Source: Miles Cole
Even with the advent of Web 2.0, data protection law is still often seen as technical and only narrowly applicable. Technical abstruseness aside (and data protection’s reputation here is certainly deserved), this understanding could not be more wrong. The existing European data protection framework really is breathtaking in scope. It applies to anything done electronically with any information about an identified or identifiable person - possibly including the dead. According to the European Union, even innocuous details in the public domain are protected (perhaps even the title of an author’s book). Moreover, if the information reveals the particulars of, for example, a person’s ethnic origin, political opinions, religious belief, trade union membership, health or criminality, then it is classed as “sensitive” and subject to even tighter controls. The European data protection framework is not only broad but often onerous. Barring specific exceptions (including a liberal one that can be invoked for journalism, literature and the arts), there is a presumption that individuals will be informed about the processing of data about them and given a right to object, that the processing of “sensitive” personal information will be banned and that no personal information will be transferred outside the European Economic Area without “adequate protection”.
So the popular perception of data protection is woefully inaccurate - which leads to a radical underestimation of the threat these regulations pose to the enjoyment of other fundamental rights and the pursuit of legitimate activities. Nowhere is this more the case than in social science and humanities research. Since the advent of the EU’s framework in the 1990s, researchers have witnessed dramatic restrictions on their freedom to use “sensitive” data and to deploy covert methods. Coupled with the growth of sometimes intrusive “ethical review” policies, the barriers and burdens placed in the way of even ordinary, innocuous, yet socially beneficial research and on researchers have become considerable.
It might have been hoped that the proposed EU Data Protection Regulation would provide an opportunity to reverse this. But if the European Parliament’s recently published draft amendments are anything to go by, the converse is true. Startlingly, these stringent proposals would effectively outlaw almost all research in law and in contemporary history, as well as a great deal of work in sociology and political science. When data are processed for historical, statistical or scientific research purposes, there would be a complete ban on publishing even the most innocuous personal information in identifiable form unless the individual in question has either themselves put it into the public domain or has freely given specific, informed and rescindable consent. This would, for example, deny a historical researcher the right to publish information from a newspaper article accurately reporting the public activities of a public official (such as Tony Blair’s involvement in the decision to go to war in Iraq). It would also prohibit the citation and publication of analyses of already published court judgments.
If the details in question reveal any “sensitive” categories of information, the restrictions would be even greater. So a historian would have no right to report that Emma Nicholson, now a Liberal Democrat peer, used to be a Conservative MP despite this being public knowledge freely available on Wikipedia. (According to the Information Commissioner’s Office, the political affiliation of an MP is “sensitive” personal data.)
We are also told that in all cases “data enabling the attribution of information to an identified or identifiable data subject” must be “kept separately from the other information”. This would prevent a researcher from saving a court judgment or a newspaper report on a laptop without having first replaced all personal identifiers with a pseudonymised code, the key to which would then have to be stored elsewhere.
Finally, the clause allowing the European Commission to propose delegated legislation to allow for covert research has simply been deleted.
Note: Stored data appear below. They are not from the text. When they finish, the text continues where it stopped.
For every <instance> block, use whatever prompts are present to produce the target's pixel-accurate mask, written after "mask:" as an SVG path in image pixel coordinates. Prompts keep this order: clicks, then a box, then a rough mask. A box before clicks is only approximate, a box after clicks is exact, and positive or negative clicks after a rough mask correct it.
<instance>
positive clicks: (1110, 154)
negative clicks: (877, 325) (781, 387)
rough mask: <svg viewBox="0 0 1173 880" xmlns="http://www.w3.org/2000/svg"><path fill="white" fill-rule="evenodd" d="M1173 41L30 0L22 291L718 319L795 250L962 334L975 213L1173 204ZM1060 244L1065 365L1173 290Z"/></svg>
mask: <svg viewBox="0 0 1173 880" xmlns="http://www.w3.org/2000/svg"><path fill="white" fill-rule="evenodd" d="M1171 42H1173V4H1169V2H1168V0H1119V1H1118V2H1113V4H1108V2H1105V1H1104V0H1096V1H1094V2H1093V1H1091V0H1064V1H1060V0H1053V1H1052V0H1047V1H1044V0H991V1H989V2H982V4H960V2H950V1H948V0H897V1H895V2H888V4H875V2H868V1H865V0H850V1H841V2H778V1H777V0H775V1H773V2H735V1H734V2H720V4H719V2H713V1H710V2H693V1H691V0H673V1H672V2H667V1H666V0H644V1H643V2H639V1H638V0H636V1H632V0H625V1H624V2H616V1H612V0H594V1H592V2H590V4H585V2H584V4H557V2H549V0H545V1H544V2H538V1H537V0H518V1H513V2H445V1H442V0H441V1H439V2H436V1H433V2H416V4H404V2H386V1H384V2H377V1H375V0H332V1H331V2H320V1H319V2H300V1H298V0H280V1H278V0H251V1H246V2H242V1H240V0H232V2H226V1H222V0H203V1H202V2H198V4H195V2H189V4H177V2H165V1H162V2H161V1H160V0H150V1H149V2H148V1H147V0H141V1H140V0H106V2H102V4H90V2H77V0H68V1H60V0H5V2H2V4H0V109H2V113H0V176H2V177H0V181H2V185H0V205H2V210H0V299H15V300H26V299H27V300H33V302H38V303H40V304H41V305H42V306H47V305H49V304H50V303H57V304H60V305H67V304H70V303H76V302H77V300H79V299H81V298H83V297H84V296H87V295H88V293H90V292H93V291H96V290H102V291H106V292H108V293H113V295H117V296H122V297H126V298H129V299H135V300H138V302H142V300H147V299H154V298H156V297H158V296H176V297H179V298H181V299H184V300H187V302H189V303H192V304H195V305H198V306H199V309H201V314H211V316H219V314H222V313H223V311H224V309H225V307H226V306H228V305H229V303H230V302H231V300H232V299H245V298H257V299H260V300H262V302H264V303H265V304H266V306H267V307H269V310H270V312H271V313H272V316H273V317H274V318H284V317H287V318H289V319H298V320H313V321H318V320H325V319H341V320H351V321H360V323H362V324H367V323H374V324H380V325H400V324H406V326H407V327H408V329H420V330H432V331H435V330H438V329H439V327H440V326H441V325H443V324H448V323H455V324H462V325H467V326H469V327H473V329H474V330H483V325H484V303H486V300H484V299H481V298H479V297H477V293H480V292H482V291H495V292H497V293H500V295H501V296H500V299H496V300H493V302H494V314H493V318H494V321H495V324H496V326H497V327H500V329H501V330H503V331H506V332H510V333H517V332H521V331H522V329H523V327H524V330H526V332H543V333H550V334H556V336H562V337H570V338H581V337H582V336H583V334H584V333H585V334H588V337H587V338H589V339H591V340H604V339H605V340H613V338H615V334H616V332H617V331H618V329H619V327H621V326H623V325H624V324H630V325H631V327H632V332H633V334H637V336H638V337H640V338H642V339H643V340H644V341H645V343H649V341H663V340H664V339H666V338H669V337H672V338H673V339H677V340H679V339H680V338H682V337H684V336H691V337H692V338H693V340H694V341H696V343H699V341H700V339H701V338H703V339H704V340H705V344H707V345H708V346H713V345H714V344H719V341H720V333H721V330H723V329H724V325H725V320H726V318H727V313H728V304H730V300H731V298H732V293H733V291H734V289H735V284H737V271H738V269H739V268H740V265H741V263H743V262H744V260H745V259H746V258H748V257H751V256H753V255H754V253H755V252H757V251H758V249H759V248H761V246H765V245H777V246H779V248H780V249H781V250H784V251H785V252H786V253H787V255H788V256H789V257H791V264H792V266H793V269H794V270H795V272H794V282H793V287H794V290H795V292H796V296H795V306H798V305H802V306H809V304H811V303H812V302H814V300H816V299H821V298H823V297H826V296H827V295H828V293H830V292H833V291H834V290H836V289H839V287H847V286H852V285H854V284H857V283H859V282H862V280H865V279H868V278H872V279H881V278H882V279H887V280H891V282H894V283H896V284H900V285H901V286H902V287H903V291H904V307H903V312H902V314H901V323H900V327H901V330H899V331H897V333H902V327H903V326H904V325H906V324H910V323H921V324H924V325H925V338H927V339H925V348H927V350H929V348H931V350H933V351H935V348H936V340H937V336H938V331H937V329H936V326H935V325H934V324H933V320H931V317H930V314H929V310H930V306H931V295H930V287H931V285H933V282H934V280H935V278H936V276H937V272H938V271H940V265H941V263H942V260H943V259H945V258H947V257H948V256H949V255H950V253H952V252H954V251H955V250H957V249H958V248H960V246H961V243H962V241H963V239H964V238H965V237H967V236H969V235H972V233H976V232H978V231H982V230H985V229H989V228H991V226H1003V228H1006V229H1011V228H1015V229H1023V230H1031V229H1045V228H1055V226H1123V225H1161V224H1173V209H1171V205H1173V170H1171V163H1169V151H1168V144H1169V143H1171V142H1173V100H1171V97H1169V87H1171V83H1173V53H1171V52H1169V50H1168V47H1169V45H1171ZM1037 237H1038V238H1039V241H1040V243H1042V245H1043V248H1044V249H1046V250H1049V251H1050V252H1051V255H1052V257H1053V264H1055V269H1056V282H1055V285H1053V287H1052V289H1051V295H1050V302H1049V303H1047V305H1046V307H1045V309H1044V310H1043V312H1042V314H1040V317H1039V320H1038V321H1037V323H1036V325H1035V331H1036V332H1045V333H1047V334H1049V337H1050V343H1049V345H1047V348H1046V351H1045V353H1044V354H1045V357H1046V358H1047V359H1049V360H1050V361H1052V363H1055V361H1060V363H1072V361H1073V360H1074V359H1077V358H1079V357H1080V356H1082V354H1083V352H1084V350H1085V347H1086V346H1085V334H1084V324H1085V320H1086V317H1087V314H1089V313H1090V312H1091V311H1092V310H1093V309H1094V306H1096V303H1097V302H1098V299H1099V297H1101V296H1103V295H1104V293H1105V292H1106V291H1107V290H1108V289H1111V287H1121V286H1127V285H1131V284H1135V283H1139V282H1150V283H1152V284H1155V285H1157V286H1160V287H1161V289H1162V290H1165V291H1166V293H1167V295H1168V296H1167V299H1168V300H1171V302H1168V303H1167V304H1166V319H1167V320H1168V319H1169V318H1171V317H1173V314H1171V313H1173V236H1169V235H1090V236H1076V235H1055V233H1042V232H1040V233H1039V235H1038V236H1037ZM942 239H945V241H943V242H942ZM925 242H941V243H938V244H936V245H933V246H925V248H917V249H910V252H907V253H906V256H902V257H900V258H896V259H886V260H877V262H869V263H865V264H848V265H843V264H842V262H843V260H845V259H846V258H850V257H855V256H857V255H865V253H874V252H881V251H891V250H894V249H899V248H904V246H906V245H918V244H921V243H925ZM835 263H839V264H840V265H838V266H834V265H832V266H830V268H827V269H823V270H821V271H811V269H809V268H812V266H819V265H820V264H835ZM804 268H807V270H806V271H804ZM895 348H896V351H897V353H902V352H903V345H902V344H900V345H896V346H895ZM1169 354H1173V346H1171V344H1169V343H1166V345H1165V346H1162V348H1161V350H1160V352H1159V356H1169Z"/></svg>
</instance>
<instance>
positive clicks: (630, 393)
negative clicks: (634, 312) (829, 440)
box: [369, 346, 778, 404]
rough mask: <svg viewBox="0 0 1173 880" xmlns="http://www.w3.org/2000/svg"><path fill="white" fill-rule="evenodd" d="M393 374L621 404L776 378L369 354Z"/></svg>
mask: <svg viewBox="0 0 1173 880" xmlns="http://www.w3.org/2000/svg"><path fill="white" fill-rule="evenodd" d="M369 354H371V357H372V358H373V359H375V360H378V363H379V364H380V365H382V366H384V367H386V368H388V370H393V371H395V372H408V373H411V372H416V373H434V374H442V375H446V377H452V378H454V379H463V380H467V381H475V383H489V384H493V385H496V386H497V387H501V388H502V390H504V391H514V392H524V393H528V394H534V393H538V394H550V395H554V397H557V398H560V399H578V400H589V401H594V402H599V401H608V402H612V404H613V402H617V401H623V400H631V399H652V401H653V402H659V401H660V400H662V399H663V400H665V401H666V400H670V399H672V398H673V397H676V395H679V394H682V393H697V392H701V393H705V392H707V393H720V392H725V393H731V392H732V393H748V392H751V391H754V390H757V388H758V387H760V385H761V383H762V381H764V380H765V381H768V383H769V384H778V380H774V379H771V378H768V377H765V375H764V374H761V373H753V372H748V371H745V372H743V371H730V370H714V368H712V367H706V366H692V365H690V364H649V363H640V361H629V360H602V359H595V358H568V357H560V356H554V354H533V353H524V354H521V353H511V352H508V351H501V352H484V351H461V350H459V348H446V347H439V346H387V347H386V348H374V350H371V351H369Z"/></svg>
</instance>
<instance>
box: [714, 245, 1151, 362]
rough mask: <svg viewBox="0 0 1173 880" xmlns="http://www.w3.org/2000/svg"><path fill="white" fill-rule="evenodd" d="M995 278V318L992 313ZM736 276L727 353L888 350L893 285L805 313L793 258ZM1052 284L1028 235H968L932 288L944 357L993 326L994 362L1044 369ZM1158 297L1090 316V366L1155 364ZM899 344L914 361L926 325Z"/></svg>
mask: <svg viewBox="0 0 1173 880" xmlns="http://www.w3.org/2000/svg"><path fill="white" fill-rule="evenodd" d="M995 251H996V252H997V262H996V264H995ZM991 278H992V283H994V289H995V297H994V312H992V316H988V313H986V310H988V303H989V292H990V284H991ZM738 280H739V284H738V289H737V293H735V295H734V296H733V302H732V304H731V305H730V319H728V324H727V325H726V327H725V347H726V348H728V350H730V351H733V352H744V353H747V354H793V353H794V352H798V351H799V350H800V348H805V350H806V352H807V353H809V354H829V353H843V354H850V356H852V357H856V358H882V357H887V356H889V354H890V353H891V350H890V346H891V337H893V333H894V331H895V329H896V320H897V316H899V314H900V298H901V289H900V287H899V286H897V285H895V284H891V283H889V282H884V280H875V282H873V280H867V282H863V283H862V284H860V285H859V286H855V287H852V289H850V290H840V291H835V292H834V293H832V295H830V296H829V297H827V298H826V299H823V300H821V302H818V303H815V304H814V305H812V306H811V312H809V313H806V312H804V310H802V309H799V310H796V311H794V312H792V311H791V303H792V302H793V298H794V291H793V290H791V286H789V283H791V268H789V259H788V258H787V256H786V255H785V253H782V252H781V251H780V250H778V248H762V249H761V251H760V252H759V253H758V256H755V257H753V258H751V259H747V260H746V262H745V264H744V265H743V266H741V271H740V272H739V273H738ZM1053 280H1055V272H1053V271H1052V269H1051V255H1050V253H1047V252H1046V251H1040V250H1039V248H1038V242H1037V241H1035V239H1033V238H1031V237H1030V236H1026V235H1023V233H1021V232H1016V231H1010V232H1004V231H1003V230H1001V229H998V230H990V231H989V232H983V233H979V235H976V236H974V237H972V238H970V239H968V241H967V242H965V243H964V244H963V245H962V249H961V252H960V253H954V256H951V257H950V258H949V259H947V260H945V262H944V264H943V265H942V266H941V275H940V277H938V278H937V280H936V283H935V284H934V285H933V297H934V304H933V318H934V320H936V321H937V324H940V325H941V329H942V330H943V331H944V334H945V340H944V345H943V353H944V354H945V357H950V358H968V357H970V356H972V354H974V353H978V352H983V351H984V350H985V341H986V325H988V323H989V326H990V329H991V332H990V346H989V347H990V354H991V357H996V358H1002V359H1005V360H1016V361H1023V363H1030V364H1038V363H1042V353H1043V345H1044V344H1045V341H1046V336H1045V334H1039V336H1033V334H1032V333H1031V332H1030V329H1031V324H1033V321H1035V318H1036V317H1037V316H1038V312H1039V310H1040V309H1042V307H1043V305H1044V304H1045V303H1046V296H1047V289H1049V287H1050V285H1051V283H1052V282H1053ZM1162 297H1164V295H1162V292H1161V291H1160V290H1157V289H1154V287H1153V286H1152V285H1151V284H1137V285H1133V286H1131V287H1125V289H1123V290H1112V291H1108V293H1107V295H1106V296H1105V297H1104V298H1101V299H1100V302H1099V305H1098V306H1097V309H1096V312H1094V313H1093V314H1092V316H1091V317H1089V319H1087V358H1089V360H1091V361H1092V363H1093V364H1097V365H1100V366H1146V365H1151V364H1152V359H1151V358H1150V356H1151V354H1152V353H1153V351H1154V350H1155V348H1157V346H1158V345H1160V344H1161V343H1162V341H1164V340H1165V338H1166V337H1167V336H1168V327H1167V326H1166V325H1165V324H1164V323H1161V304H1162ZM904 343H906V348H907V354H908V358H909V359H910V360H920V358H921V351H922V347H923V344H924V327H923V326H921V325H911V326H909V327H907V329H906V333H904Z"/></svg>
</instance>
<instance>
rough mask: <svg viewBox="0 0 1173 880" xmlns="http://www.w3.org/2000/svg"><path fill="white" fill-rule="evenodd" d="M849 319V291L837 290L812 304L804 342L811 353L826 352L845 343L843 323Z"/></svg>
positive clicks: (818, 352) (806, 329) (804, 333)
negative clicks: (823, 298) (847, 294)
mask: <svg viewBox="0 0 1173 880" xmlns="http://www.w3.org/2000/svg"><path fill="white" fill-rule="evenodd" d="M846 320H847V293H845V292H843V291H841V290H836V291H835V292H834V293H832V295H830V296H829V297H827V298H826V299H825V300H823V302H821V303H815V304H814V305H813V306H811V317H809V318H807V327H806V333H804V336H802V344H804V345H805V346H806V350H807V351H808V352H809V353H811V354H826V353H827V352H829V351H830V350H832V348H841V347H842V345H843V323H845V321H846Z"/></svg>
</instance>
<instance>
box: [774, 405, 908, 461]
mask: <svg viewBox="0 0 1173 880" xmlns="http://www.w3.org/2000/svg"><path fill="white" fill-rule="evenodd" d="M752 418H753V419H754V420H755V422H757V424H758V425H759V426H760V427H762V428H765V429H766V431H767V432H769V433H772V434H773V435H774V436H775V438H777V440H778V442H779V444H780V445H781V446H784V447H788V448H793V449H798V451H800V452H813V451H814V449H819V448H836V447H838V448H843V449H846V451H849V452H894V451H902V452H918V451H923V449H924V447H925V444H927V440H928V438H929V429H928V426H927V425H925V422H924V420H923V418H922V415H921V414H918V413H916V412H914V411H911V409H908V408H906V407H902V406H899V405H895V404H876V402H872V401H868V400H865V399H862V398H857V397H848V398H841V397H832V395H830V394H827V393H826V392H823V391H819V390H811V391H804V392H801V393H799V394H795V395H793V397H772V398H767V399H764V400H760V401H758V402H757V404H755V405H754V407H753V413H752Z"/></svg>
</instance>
But, subject to suitable safeguards, such research has often been essential in bringing to light important facts including illegal police practices and discriminatory attitudes on the grounds of sex, ethnicity or race. People are obviously not going to be willing to give consent to their wrongdoing being researched.
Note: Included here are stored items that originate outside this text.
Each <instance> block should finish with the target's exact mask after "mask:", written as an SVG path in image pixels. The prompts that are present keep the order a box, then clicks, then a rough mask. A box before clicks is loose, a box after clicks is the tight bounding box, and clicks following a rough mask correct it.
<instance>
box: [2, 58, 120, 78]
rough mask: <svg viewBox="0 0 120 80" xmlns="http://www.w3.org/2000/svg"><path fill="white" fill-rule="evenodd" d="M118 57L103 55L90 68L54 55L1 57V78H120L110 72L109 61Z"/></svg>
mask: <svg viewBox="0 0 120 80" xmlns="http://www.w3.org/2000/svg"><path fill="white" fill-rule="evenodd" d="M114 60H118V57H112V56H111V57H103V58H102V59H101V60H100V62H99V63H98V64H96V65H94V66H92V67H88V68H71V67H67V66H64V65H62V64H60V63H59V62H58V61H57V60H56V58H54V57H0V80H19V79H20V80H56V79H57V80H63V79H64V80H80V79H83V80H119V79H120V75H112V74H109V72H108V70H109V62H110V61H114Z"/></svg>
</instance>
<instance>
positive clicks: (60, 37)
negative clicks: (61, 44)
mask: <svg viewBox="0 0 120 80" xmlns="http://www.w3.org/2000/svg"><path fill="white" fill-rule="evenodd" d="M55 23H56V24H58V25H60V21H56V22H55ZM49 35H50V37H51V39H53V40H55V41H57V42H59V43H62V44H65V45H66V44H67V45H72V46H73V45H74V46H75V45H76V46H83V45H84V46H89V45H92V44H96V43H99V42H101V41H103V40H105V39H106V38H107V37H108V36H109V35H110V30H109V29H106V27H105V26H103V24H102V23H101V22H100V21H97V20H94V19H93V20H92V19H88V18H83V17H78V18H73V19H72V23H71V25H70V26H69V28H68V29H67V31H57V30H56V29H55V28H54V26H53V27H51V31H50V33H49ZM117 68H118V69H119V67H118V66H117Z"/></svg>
The MEP who has drawn up the report, Jan Albrecht, is candid about the restrictions on research freedom that are being proposed. We are told baldly that “research purposes should not override the interests of the data subject in not having his or her personal data published”. Ironically, alongside the harsh restrictions on research, he proposes broadening protections for journalism, literature and the arts so as to protect freedom of expression per se. However, the one type of actor whose freedom of expression is not protected by this proposed revision is researchers (historical or otherwise).
It is vital that this draft regulation is amended. We must ensure that social and humanities research is unequivocally included within freedom of expression protection. The proposals should also prompt a rethink of the overregulation of research compared with other, often less socially valuable, activities.
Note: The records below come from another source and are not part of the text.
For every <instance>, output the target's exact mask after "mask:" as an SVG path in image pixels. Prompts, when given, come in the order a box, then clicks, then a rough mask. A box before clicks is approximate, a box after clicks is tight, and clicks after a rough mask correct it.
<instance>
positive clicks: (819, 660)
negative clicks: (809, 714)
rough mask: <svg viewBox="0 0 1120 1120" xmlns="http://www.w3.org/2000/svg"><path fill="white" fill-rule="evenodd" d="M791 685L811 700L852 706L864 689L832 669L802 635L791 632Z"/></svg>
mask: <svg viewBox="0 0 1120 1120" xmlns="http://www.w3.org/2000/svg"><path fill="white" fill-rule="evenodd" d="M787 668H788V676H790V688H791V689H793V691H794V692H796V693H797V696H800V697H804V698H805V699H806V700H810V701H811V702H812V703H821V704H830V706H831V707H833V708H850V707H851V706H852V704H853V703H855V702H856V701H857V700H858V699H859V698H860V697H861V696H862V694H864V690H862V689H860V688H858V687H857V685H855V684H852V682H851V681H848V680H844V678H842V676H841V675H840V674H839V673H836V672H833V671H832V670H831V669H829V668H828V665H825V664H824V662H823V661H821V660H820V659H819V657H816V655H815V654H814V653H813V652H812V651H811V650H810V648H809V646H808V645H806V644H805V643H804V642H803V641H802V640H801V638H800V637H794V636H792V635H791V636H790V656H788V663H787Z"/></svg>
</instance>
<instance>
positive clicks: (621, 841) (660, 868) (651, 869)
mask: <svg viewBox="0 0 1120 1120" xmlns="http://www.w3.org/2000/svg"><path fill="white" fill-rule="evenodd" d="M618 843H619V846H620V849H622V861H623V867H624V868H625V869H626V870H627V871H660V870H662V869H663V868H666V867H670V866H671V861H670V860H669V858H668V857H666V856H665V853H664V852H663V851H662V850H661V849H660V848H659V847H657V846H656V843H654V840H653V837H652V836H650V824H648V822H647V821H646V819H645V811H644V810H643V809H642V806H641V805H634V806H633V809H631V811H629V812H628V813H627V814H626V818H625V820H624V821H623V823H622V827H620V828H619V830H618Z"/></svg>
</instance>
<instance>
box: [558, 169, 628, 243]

It is not too late to press for the necessary changes: the proposals are still being considered by both the European Parliament and the Council of Ministers. All who care about the future vitality of academic enquiry need to wake up to the realities of data protection. Universities and other research organisations must be forthright and assertive in opposing these unjustified and unworkable plans. Everyone acknowledges that, in some contexts, genuinely sensitive personal data needs protection. But when this balloons into wide, and wild, overreaction we find ourselves able to know less and less about the societies we live in - including, paradoxically, about the nature of privacy and the effects of data protection regulation itself.